Venezuela is a time capsule of Soviet dysfunction, despair


National Post, 31 January 2018

Communism is still making and keeping people poor, causing instability on the Korean peninsula and killing Venezuelans every day

Venezuela is a poor country where starving people are rummaging through the garbage in order to eat. But it has not been afflicted by a tragedy, like Hurricane Maria overwhelming Puerto Rico. Indeed, Puerto Rico is better off; properties can be rebuilt and normality can return. In Venezuela it is the normality that is causing immense human suffering.

Last fall marked the 100th anniversary of the Bolshevik revolution which, aside from its murderous core and totalitarian assault on human rights, was the world’s most effective poverty-expansion program. Communism did many things poorly, but it had no rival when it came to making people who should be affluent poor and keeping them that way.

It’s been almost 40 years since China set aside strict communist economics, and more than 25 years since the Soviet Union was set aside altogether. The evil empire lies upon the ash heap of history, yet the evil it wrought still lurks abroad. Communism is still making and keeping people poor. It is the principal cause of instability on the Korean peninsula, which gets a lot attention, and it is killing Venezuelans every day, which does not.

The economic facts are startling. Venezuela has the world’s largest oil reserves and is rich in other natural resources, including gold, iron and diamonds. It should be prosperous, like Canada, but without snow.
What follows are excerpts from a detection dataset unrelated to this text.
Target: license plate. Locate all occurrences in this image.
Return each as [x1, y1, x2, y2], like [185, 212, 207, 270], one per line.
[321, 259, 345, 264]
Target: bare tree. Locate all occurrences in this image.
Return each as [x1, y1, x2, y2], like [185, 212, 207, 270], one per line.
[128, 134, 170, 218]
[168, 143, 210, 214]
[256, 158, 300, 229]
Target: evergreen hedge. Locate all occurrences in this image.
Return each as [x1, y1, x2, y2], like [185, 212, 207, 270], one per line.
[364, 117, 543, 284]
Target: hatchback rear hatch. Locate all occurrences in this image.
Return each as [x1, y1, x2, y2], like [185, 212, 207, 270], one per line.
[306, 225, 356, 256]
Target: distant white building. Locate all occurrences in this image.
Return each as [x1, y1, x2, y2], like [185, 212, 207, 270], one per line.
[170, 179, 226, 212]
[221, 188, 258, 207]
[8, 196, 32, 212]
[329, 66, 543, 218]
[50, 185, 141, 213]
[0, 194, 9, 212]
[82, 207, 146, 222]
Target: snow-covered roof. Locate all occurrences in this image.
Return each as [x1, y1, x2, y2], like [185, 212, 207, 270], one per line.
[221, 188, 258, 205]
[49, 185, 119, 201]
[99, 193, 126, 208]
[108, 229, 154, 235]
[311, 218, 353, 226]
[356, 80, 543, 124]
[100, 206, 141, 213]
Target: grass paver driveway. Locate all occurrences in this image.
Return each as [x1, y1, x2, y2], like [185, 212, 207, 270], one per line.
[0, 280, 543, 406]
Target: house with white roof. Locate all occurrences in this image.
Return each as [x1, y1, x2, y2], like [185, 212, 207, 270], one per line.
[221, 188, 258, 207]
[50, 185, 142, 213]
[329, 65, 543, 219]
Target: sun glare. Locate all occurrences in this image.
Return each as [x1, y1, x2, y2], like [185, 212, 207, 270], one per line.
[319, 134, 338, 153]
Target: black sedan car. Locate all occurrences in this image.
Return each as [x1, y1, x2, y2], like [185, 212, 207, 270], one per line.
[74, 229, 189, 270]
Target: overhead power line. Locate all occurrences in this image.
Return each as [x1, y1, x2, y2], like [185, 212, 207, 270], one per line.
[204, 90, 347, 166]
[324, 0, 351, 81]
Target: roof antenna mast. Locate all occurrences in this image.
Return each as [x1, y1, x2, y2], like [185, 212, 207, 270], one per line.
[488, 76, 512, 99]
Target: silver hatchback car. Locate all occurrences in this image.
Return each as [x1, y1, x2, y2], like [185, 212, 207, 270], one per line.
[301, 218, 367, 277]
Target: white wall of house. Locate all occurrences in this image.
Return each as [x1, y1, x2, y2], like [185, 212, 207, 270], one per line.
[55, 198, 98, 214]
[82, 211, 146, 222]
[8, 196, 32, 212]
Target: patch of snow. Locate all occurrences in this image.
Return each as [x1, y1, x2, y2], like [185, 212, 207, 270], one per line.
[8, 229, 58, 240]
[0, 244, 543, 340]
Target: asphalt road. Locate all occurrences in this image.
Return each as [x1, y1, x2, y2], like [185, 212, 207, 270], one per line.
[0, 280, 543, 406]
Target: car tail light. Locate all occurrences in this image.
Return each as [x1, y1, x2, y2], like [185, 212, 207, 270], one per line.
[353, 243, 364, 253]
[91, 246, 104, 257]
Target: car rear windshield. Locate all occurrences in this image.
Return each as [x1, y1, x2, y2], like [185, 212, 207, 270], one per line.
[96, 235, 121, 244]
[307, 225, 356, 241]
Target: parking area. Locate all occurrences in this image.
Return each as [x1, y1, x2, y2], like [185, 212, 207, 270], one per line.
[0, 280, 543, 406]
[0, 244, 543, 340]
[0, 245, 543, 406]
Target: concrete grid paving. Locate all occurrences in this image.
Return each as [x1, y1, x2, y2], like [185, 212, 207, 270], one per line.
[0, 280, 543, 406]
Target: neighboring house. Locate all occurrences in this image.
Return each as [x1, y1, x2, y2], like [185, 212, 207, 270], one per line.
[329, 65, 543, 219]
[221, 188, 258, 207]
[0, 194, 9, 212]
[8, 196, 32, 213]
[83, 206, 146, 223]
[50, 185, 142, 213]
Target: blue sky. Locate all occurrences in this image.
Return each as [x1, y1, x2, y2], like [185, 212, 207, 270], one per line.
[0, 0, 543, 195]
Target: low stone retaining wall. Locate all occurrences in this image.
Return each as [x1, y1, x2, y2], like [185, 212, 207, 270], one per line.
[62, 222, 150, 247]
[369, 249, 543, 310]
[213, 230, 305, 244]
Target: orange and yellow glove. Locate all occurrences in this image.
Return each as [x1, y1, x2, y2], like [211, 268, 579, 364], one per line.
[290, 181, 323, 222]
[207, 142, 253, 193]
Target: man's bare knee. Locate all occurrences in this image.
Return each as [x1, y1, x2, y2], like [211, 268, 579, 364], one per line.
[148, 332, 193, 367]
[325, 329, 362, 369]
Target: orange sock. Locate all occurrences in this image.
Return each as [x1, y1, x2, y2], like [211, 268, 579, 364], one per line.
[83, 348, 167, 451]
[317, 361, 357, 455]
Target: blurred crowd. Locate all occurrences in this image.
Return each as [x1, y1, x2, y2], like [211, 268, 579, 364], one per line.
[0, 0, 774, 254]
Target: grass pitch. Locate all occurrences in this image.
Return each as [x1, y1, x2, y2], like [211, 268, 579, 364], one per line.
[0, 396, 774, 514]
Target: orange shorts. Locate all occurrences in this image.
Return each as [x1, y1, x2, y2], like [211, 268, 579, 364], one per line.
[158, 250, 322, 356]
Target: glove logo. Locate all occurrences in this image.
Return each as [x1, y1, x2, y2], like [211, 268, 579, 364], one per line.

And it was. Then came Hugo Chavez in 1999, promoting Chavismo, a “petro-socialism” modelled on the last days of Soviet communism, where Russian oil reserves were the only thing of value on the export market. Wrapping himself in Latin America’s toxic mix of Bolivarian nationalism and a Peronesque cult of the leader, Chavez swaggered across the continent, the national exchequer bulging from the increase in oil prices.